Unemployment Tricks: Jobs Claim Made by 'Shrinking' Workforce


 Last week, the White House claimed that unemployment dropped for the fifth consecutive month to 8.3 percent — the lowest it has been in nearly three years — after adding 243,000 jobs, according to the Bureau of Labor Statistics.


But financial experts are saying the figures may have been manipulated — and that the significant drop in employment was because of the fact that the federal agency charged with computing key economic data has significantly decreased the number of Americans in the workforce.

“If you hold the workforce participation rate constant over the past year, unemployment would be about 8.9 percent instead of 8.3 percent,” GOP economist Matt McDonald of Hamilton Place Strategies said Monday on CNBC’s Squawk Box. "So it is a weird number that is out there, and I think people have to be looking at that carefully.”

The same Bureau of Labor Statistics (BLS) report that showed unemployment dropping to 8.3 percent showed total workforce participation — the number of people either working or looking for work — declining by 1.2 million people in one month.



The unemployment rate is determined by dividing the number of unemployed job-seekers by the total labor force. By reducing the number of workers in the overall workforce, the Obama administration can show actual unemployment dropping, when, in fact, improvement has been marginal at best.

Many economists feel the official statistics seriously underestimate how bad the unemployment situation really is.
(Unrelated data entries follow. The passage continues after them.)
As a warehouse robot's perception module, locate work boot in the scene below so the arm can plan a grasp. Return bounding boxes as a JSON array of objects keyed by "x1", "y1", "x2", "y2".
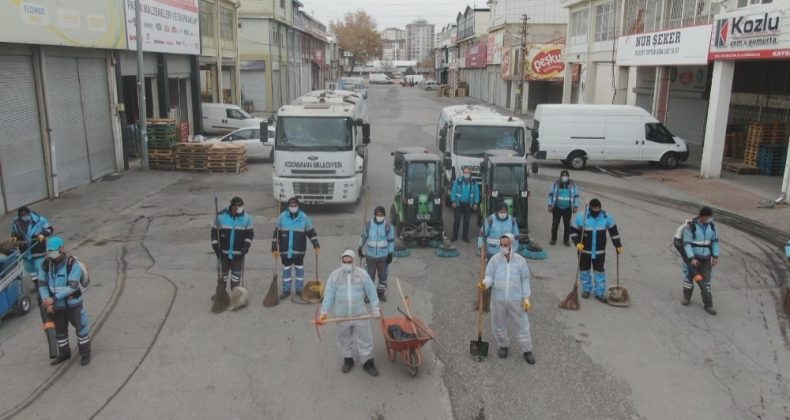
[
  {"x1": 524, "y1": 351, "x2": 535, "y2": 365},
  {"x1": 680, "y1": 289, "x2": 694, "y2": 306},
  {"x1": 49, "y1": 353, "x2": 71, "y2": 366},
  {"x1": 362, "y1": 358, "x2": 379, "y2": 376},
  {"x1": 340, "y1": 357, "x2": 354, "y2": 373}
]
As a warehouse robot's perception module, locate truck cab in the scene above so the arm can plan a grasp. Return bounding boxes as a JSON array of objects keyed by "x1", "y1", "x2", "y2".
[
  {"x1": 436, "y1": 105, "x2": 538, "y2": 202},
  {"x1": 272, "y1": 90, "x2": 370, "y2": 204}
]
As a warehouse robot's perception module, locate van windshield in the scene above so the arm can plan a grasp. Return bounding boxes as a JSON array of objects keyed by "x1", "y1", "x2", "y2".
[
  {"x1": 274, "y1": 117, "x2": 352, "y2": 151},
  {"x1": 453, "y1": 125, "x2": 524, "y2": 157}
]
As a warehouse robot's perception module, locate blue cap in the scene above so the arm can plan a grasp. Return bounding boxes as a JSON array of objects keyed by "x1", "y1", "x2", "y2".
[{"x1": 47, "y1": 236, "x2": 63, "y2": 251}]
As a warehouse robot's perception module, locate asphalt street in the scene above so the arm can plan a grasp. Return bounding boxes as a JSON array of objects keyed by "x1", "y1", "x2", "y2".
[{"x1": 0, "y1": 86, "x2": 790, "y2": 420}]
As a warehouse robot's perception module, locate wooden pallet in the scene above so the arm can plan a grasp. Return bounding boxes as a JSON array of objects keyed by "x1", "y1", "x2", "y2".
[{"x1": 721, "y1": 162, "x2": 758, "y2": 175}]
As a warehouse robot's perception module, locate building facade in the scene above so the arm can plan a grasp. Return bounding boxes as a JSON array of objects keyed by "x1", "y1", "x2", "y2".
[{"x1": 406, "y1": 20, "x2": 435, "y2": 62}]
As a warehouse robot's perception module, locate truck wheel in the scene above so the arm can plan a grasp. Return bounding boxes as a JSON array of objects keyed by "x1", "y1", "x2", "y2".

They maintain that the key measure is the number of people who would like to have a job, but can’t find one.

When people retire from the workforce because of the aging of the nation’s population or give up looking for work because of prolonged unemployment, the BLS declares the unemployed person a “discouraged worker.”
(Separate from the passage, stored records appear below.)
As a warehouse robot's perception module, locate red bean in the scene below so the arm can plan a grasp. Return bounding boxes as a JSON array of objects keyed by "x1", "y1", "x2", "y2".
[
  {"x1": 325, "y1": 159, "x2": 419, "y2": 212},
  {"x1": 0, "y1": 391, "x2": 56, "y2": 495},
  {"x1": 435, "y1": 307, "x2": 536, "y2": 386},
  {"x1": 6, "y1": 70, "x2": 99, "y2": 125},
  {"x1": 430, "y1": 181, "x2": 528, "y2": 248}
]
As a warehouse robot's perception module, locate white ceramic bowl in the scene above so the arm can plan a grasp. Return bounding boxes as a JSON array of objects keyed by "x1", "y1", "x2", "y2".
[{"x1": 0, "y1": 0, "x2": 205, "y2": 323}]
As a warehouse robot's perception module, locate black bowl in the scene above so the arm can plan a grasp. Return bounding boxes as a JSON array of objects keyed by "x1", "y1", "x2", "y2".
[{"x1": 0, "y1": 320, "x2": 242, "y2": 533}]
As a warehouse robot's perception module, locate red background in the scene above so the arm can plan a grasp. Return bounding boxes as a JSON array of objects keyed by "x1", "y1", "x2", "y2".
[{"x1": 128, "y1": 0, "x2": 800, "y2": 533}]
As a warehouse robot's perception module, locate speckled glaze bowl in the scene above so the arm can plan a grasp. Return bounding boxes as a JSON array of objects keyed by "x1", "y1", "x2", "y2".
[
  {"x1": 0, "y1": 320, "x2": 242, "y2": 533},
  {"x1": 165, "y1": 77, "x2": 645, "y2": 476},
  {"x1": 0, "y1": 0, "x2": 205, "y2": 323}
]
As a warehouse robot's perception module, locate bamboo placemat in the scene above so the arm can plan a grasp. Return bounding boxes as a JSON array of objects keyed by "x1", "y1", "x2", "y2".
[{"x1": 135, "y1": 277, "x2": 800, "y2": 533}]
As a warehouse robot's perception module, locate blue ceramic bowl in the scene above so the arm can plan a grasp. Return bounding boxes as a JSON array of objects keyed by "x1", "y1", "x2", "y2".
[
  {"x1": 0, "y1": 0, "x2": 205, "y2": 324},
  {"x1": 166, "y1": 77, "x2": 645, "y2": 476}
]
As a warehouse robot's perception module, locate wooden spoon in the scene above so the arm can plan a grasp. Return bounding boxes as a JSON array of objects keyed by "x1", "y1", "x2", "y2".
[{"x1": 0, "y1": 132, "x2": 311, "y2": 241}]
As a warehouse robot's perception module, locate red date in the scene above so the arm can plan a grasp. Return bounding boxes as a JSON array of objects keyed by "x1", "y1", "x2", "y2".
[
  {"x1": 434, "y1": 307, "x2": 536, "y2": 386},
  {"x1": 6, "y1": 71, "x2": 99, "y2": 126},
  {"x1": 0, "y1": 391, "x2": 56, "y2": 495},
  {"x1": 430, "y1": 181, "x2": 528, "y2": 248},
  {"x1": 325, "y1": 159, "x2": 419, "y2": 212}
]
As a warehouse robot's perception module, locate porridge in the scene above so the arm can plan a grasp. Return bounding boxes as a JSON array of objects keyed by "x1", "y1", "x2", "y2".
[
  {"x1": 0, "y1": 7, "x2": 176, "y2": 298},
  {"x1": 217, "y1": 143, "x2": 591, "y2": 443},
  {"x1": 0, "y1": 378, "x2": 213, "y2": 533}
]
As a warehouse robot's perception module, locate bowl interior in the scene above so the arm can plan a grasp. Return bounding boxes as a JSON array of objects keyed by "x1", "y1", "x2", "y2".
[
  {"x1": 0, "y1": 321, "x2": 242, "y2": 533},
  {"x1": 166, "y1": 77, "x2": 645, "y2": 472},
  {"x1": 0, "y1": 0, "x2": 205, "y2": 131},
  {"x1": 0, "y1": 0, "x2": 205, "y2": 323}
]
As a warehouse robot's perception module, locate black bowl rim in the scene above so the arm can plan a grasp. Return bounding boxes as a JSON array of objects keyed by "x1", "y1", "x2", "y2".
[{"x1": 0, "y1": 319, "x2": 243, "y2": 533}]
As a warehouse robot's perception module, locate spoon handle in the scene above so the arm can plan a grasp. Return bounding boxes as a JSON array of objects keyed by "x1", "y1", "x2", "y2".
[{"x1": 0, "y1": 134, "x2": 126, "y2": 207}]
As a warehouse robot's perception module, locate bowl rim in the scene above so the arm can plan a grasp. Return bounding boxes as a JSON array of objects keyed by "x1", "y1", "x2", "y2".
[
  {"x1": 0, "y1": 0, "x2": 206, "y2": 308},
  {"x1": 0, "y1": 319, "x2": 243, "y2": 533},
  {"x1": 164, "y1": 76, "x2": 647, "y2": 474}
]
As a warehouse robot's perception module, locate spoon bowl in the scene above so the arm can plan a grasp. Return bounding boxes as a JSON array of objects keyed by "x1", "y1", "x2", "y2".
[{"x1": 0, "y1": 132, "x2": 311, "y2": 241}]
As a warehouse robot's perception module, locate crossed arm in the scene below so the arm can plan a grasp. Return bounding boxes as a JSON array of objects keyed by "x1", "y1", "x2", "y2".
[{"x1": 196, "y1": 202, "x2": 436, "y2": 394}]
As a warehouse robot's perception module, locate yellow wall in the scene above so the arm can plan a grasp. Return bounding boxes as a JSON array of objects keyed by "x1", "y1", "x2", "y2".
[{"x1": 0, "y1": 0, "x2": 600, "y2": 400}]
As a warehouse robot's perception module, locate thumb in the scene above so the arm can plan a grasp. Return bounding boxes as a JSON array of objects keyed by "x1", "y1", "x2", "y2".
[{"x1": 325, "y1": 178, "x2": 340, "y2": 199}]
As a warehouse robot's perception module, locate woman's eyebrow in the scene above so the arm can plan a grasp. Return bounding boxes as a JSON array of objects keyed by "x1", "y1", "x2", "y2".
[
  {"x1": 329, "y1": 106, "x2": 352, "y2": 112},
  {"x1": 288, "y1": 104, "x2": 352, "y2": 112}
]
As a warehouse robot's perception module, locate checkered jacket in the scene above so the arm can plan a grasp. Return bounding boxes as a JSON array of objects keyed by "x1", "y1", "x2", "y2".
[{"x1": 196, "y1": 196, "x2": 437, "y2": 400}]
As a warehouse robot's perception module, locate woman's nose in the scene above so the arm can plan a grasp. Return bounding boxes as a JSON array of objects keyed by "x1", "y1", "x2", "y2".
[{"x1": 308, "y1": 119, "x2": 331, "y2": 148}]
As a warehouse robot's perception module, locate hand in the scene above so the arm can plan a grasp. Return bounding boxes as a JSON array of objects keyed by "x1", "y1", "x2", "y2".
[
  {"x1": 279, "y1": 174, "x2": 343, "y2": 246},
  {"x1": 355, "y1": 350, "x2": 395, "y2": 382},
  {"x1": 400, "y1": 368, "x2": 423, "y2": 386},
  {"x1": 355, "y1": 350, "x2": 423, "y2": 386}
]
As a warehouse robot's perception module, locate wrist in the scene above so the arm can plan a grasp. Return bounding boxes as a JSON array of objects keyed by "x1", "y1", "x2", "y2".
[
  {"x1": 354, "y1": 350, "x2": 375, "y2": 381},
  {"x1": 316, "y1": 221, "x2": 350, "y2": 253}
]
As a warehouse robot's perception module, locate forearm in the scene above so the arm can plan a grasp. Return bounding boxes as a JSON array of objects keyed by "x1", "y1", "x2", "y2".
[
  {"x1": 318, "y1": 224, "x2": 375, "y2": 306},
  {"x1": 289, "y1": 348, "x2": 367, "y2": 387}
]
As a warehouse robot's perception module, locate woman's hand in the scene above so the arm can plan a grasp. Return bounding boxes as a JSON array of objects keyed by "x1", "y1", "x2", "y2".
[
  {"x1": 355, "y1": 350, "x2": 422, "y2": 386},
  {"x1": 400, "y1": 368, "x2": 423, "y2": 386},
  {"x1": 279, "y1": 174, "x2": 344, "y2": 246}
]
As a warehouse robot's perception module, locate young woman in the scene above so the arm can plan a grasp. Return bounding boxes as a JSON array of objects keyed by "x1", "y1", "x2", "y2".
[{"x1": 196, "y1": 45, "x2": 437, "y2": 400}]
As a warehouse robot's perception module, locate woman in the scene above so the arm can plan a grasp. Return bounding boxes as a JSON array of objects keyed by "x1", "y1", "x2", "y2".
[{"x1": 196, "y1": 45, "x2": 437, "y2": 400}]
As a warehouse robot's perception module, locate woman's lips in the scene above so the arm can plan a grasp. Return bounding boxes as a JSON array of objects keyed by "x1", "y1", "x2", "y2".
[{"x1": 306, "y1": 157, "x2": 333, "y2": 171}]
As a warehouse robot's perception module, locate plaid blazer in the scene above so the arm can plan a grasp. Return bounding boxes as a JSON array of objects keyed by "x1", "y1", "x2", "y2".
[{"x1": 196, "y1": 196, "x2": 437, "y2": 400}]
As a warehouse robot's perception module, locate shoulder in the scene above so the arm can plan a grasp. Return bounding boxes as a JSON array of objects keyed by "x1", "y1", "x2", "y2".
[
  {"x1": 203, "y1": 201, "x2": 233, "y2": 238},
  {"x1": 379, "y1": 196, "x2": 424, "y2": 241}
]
At that point, the BLS lists them as “marginally attached to the workforce,” and they no longer are considered to be part of the nation’s working population.

Dropping them off the employment calculations keeps the unemployment rate substantially lower than it would be otherwise and has been key to the improvements in the unemployment numbers during the past year.
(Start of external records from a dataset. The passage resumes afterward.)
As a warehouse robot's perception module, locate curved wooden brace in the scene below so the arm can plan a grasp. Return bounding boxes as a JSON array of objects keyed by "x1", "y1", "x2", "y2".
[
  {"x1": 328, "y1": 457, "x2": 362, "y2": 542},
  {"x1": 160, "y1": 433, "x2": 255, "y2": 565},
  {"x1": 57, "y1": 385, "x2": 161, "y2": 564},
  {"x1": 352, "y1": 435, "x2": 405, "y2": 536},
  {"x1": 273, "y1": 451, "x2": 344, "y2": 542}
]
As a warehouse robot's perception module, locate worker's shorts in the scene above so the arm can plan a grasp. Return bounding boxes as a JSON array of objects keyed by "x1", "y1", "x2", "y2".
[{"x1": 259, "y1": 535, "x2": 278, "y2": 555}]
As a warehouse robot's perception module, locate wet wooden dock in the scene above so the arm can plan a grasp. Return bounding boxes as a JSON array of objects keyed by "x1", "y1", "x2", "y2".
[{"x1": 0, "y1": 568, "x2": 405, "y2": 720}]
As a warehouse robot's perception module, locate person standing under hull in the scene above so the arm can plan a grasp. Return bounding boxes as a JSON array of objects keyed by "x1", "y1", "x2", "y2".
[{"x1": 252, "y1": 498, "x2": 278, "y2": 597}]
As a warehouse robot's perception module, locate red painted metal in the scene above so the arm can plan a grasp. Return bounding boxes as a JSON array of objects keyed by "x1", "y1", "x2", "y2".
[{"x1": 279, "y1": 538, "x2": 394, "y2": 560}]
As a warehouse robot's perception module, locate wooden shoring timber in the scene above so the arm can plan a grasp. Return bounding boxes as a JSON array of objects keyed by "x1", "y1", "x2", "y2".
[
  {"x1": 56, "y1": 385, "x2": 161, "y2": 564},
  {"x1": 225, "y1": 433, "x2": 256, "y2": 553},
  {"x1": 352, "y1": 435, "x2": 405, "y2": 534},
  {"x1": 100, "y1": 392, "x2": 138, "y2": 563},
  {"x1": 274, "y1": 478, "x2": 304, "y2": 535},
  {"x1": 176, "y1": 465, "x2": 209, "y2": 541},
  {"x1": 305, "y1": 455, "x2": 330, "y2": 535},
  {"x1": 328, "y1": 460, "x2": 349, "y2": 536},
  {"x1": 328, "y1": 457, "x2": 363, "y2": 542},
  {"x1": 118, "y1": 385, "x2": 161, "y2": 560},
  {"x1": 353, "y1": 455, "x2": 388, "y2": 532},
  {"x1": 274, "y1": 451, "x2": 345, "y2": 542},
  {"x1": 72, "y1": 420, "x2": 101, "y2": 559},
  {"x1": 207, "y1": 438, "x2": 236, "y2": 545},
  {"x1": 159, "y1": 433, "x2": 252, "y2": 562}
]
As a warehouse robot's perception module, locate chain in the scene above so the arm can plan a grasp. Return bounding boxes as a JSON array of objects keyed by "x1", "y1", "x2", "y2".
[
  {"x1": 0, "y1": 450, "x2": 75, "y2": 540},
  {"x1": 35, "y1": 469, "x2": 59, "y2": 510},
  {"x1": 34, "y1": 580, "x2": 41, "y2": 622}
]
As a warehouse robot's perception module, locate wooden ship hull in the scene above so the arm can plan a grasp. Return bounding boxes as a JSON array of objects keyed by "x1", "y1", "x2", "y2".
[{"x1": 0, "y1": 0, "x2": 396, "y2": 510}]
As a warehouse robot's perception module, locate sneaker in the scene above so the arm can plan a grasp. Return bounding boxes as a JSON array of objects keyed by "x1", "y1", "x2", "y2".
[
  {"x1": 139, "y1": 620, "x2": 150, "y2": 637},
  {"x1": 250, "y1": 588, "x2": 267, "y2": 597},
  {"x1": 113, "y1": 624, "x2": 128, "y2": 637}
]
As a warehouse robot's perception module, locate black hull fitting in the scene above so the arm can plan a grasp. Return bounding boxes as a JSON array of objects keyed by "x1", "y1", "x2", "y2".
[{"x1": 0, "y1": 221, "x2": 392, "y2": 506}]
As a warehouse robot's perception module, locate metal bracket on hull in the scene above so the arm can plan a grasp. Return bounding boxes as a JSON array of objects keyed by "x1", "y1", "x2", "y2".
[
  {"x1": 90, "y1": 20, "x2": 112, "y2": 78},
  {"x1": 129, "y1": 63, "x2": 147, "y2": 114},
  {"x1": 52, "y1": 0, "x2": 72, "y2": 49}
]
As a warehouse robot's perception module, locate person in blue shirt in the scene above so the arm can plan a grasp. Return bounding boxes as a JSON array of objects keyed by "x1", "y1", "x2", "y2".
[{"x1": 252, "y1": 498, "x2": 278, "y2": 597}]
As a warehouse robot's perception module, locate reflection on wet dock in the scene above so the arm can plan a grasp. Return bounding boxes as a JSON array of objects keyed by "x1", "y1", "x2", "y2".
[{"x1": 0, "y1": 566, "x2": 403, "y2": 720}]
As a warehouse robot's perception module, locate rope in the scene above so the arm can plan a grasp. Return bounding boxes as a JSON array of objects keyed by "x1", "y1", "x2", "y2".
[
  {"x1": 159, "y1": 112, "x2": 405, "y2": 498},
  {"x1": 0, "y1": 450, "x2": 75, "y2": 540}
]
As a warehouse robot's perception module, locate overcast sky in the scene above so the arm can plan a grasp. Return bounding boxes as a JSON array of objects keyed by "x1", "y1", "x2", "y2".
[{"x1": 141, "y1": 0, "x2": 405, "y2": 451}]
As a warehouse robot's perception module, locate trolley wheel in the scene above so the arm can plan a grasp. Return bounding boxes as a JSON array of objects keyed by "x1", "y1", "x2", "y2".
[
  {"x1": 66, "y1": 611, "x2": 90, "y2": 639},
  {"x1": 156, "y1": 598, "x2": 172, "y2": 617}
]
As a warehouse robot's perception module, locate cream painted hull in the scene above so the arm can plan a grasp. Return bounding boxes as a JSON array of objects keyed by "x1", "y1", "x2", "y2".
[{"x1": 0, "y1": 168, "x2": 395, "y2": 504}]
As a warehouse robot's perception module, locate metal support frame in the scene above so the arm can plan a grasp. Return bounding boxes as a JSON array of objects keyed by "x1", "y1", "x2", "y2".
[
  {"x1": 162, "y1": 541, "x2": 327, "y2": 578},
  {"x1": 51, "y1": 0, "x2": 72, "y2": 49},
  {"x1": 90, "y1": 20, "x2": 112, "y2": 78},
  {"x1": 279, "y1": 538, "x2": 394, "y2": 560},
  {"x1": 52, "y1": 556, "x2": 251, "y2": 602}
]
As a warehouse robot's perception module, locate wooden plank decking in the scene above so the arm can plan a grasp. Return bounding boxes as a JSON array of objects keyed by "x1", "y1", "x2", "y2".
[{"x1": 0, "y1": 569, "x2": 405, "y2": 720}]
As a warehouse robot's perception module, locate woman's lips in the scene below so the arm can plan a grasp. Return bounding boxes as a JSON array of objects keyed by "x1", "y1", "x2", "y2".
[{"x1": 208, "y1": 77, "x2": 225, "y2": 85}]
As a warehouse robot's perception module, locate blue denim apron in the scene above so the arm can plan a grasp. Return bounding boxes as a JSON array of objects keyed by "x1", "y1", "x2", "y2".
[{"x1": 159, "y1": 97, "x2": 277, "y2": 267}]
Tyler Durden of Zerohedge.com writes: “It appears that the people not in the labor force exploded by an unprecedented record 1.2 million.”

In fact, Zerohedge notes that BLS is breaking records in claims about the shrinking workforce. The most recent unemployment number was based on the assertion that the entire U.S. workforce has shrunk to a 30-year low.

An analysis by Joseph Curl of the Washington Times shows the labor force as a percentage of the available population hit 66 percent in October 1988, and remained there throughout the presidency of George H.W. Bush. It then reached 67 percent or better for 40 straight months during President Bill Clinton’s presidency, and was above 66 percent for virtually all of President George W. Bush’s presidency.

But by the end of President Obama’s first year in office, it had dipped to 64.6 percent, before dipping to just 63.7 percent last month — its lowest point in almost three decades.

One analyst who is stridently critical of the BLS numbers is TrimTabs.com CEO Charles Biderman. His firm uses what he considers a more modern and timely measurement, actual tax receipts to the IRS, to calculate employment.

By his firm’s calculations, the economy added only 44,000 jobs in January, not even enough to keep the unemployment rate from growing.


The BLS numbers "are just guesses,” Biderman tells Newsmax. “I don’t know whether they’re politically motivated or not."

The White House is doing "cartwheels" over the positive jobs numbers being promulgated from the BLS, the Christian Science Monitor says.

"These numbers will go up and down in the coming months, and there's still far too many Americans who need a job or need a job that pays better than the one they have now,” President Obama said. “But the economy is growing stronger.”

BLS spokesman Gary Steinberg tells Newsmax that the bureau publishes its methodologies for calculating the unemployment rate online. While its tweaks its various formulas to keep them up to date, he states there has been no major change in how the rate is calculated in over a decade.

“The definitions have not changed . . . if someone is not actively looking for work for the four weeks preceding the reference week, they’re not in the labor force,” he says. “That was true years ago, and it’s true today.”